Going beyond these changes in “political forms,” Smith explores attitudes about the proper ends of government. Modern day Americans, she writes, have lost an awareness of the patriot coalition’s commitment to locating freedom “precisely in a popular capacity to determine the use and value of property within a framework of social purpose and human need.” Young Samuel Adams, she reminds us, defined “public virtue” much as the pseudonymous “Cato” had: “one Man’s Care for Many, or the Concern of every Man for All.” As editor of Boston’s Independent Advertiser in 1748, Adams reprinted passages from Cato’s Letters, essays by two English philosophers widely read in the colonies. “Every Man has a Right and a Call to provide for himself,” Cato wrote, but “he performs [this duty] subsequently to the general Welfare, and consistent with it. The Affairs of ALL should be minded preferably to the Affairs of One.” Adams, Smith writes, reminded the wealthy that “life was not merely a market, and they were not in fact entirely insulated from the judgments of their neighbors.”
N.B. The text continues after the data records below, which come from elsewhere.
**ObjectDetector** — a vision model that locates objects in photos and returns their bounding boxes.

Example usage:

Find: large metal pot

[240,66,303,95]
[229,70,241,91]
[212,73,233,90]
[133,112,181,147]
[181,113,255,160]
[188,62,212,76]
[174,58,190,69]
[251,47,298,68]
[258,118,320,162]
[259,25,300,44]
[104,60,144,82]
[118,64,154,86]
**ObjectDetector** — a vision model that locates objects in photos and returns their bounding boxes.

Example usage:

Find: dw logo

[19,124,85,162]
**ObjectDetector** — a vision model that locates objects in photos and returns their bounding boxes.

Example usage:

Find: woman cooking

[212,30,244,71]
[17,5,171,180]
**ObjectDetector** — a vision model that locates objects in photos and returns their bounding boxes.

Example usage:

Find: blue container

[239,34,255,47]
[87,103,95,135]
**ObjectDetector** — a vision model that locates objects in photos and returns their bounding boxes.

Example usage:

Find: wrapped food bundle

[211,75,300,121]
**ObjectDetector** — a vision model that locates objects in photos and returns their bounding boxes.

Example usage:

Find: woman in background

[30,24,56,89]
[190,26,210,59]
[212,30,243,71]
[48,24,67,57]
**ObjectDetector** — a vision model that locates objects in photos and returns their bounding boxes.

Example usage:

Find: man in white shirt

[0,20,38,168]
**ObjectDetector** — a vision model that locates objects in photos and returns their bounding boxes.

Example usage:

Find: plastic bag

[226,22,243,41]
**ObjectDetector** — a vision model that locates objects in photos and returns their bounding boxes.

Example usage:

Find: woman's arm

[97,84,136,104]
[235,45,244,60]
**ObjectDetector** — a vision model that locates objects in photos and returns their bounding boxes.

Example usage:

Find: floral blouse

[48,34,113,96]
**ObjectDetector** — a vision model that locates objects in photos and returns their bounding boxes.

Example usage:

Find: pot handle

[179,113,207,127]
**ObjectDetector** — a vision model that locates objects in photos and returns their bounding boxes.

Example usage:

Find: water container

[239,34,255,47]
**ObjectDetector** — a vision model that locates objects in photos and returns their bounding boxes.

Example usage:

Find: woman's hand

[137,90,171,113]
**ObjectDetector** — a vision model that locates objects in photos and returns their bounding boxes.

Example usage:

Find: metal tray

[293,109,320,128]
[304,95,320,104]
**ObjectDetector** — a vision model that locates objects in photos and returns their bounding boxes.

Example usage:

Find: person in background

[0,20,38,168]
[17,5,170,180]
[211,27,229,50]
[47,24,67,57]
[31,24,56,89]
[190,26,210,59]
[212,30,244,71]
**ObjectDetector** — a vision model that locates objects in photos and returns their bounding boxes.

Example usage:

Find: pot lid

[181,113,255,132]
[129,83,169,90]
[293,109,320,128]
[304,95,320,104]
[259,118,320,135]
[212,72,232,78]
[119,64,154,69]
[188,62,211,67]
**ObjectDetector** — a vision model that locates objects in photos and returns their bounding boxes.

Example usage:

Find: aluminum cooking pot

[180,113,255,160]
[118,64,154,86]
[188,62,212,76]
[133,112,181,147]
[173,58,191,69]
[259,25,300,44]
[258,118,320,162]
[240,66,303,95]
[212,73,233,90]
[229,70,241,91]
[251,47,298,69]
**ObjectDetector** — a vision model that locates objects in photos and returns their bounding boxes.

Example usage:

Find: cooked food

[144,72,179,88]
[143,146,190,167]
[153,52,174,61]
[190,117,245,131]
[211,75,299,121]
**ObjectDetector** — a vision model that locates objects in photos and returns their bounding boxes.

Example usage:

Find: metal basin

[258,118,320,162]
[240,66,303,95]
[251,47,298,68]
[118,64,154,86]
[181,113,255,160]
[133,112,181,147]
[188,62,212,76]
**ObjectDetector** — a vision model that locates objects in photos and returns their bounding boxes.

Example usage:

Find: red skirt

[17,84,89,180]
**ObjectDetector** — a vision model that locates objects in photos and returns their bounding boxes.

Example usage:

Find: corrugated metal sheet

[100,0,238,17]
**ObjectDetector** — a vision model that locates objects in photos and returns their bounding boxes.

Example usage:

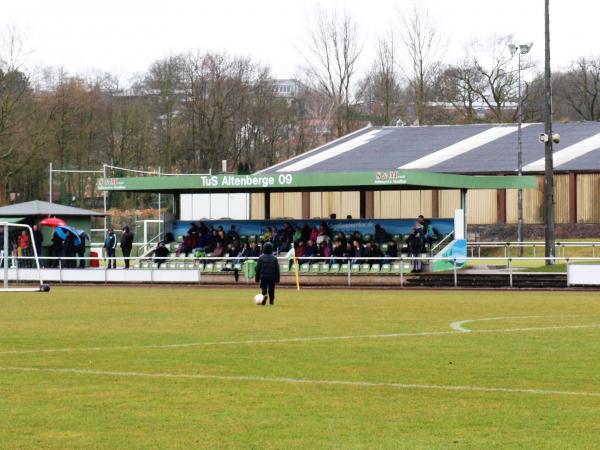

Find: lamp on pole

[509,42,533,256]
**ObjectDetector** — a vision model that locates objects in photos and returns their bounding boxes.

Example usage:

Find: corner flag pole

[287,247,300,291]
[293,254,300,291]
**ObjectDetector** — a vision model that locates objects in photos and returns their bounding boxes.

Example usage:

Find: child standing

[255,242,280,305]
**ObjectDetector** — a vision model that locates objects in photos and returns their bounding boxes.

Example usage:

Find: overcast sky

[1,0,597,84]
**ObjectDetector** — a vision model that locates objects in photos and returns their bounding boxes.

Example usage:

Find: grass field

[2,287,600,449]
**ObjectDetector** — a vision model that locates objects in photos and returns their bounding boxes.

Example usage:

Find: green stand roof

[97,170,537,194]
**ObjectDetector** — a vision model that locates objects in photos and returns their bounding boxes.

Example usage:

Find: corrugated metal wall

[578,174,600,223]
[374,191,433,218]
[506,175,569,224]
[554,175,570,224]
[250,193,265,219]
[270,192,303,218]
[466,189,497,224]
[438,190,461,218]
[249,175,598,223]
[310,192,360,218]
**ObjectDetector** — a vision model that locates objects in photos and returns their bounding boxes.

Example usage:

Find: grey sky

[1,0,597,84]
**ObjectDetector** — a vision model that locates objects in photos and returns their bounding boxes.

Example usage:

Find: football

[254,293,264,305]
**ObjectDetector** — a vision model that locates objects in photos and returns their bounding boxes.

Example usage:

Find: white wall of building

[179,193,249,220]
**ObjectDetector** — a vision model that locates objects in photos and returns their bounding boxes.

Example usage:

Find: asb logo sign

[374,170,407,185]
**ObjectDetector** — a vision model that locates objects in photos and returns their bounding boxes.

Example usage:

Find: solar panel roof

[259,122,600,175]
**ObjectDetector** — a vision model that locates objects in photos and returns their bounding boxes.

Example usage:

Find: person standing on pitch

[255,242,280,305]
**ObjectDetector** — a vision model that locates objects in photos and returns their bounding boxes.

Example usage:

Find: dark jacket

[120,230,134,250]
[33,229,43,248]
[63,233,77,256]
[104,233,117,250]
[255,243,280,283]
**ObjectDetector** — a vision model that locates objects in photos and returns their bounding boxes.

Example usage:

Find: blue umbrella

[55,225,82,246]
[76,229,90,241]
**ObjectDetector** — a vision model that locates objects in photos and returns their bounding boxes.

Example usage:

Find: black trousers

[260,280,276,304]
[122,247,132,269]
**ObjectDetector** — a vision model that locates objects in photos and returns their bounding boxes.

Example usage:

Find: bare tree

[358,33,404,125]
[466,35,533,122]
[554,56,600,121]
[302,7,361,136]
[401,4,439,125]
[433,62,483,122]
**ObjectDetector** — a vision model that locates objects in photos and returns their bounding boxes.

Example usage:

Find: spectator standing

[104,228,117,269]
[76,231,88,268]
[50,231,63,268]
[63,230,77,268]
[120,225,134,269]
[18,230,30,267]
[407,228,424,273]
[32,225,43,262]
[255,242,280,306]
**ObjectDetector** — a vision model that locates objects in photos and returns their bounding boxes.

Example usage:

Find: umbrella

[55,225,82,246]
[76,230,90,241]
[40,217,67,227]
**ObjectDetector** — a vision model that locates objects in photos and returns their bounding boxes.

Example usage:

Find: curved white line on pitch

[2,322,600,356]
[450,315,590,333]
[2,365,600,398]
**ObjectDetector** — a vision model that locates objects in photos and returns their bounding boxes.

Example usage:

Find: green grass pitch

[2,286,600,449]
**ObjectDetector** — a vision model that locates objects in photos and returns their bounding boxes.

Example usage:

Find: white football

[254,294,264,305]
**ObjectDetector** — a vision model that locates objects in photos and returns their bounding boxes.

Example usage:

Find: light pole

[509,42,533,256]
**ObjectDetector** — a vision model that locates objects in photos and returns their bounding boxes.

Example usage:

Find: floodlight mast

[509,41,533,256]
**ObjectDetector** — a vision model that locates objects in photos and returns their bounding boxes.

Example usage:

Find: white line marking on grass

[450,315,592,333]
[0,331,457,355]
[2,319,600,356]
[2,365,600,399]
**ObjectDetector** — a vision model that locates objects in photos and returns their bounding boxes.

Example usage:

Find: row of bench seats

[134,260,412,274]
[290,262,412,274]
[136,261,242,271]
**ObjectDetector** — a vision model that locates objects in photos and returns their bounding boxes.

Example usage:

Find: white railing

[2,254,598,289]
[468,241,600,258]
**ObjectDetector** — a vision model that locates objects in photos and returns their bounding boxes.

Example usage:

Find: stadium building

[243,122,600,237]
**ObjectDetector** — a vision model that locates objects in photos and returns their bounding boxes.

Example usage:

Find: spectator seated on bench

[153,241,170,268]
Do we have any way of knowing Bostonians’ underlying values in 1773? One way might be to thumb the pages of the official Boston Town Records in the decades before the Revolution to see the numerous ways the town-meeting government assumed responsibility for the “many.” So-called “overseers of the poor,” who were for the most part men of some wealth, distributed direct relief ward-by-ward to a huge number of poor widows in their homes. For the destitute, the overseers maintained an almshouse and a workhouse, both admittedly grim places. The selectmen also authorized a town granary to provide grain at set prices in times of dearth. To put the numerous unemployed to work, the town sponsored a “Manufactory House” of spinners and weavers managed in the 1760s by William Molineux, a leading Tea Party organizer. And in 1774, when Britain closed the port and massive unemployment loomed, the town meeting voted at “this Time of general Calamity” to put people to work: to erect a wharf, build ships, pave the streets, or undertake “any other public Work.” To meet such social responsibilities, Bostonians supported taxation—as long as it came from either their own participatory town meeting or the Massachusetts Assembly they voted for. Samuel Adams was no less popular because he made his living for eight years as one of the town’s four tax collectors. (His father, not he, was a brewer.)
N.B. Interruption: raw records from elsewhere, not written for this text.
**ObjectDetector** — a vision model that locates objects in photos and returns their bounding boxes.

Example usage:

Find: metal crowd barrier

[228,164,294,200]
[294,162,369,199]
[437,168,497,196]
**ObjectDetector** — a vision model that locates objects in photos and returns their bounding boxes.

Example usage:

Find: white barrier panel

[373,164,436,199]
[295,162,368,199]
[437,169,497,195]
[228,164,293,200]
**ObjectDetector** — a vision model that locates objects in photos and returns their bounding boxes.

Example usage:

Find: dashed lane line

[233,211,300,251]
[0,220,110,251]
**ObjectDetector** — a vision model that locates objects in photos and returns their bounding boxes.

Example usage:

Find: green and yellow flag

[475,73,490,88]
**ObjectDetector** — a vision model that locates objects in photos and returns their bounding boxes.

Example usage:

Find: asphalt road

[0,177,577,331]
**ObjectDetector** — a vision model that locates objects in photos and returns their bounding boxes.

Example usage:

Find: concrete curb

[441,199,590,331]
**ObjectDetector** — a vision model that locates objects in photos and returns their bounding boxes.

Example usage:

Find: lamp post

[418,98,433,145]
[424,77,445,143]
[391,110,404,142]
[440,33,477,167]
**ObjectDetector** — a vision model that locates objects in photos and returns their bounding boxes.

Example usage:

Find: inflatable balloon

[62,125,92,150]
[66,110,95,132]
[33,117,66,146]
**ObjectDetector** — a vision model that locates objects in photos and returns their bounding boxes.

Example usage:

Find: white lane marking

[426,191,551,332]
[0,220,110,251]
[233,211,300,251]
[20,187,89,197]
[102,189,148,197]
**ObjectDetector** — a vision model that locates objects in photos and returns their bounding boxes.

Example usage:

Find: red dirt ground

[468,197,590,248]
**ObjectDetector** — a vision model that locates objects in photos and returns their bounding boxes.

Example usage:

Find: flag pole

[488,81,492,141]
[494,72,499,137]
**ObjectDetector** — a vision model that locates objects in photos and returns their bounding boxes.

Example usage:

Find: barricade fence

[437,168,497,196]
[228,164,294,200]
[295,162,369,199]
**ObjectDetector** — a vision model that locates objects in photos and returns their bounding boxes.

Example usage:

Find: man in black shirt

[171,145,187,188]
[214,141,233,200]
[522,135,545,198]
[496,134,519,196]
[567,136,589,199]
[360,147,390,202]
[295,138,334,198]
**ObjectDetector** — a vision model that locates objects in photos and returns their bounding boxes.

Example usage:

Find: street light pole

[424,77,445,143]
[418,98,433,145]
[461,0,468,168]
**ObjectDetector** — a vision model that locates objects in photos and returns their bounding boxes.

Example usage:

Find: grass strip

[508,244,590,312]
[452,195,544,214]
The town records also suggest Bostonians took for granted that their government should regulate the quality of manufactured goods. The town appointed Ebenezer Macintosh—the shoemaker at the Tea Party—one of several “sealers of leather” and selected a score of other artisans as “inspectors” or “surveyors” of lumber, shingles, hemp, etc. From time immemorial the town set the “assize” of bread, establishing the size, weight, and price bakers might charge. Arguably, citizens registered their assent to regulating the market every time they bought a loaf.
In 1780 Bostonians spelled out the philosophy underlying such actions when, after much debate, they voted in the town meeting 847-0 to ratify a new constitution for the aptly named Commonwealth of Massachusetts, drafted principally by Samuel and John Adams. “Government,” Article VII explained, “is instituted for the common good; for the protection, safety, prosperity, and happiness of the people; and not for the profit, honor or private interest of any one man, family, or class of men.” Earlier Cato had asked, “is it a crime to be rich?” and answered, “Yes, certainly at the publick Expence, or to the Danger of the Publick.” Cato argued, “Power was needed when men tried to put a whole Country in Two or Three people’s Pockets.” In 1773 the body of the people in Old South, founders all, would have cheered his answer.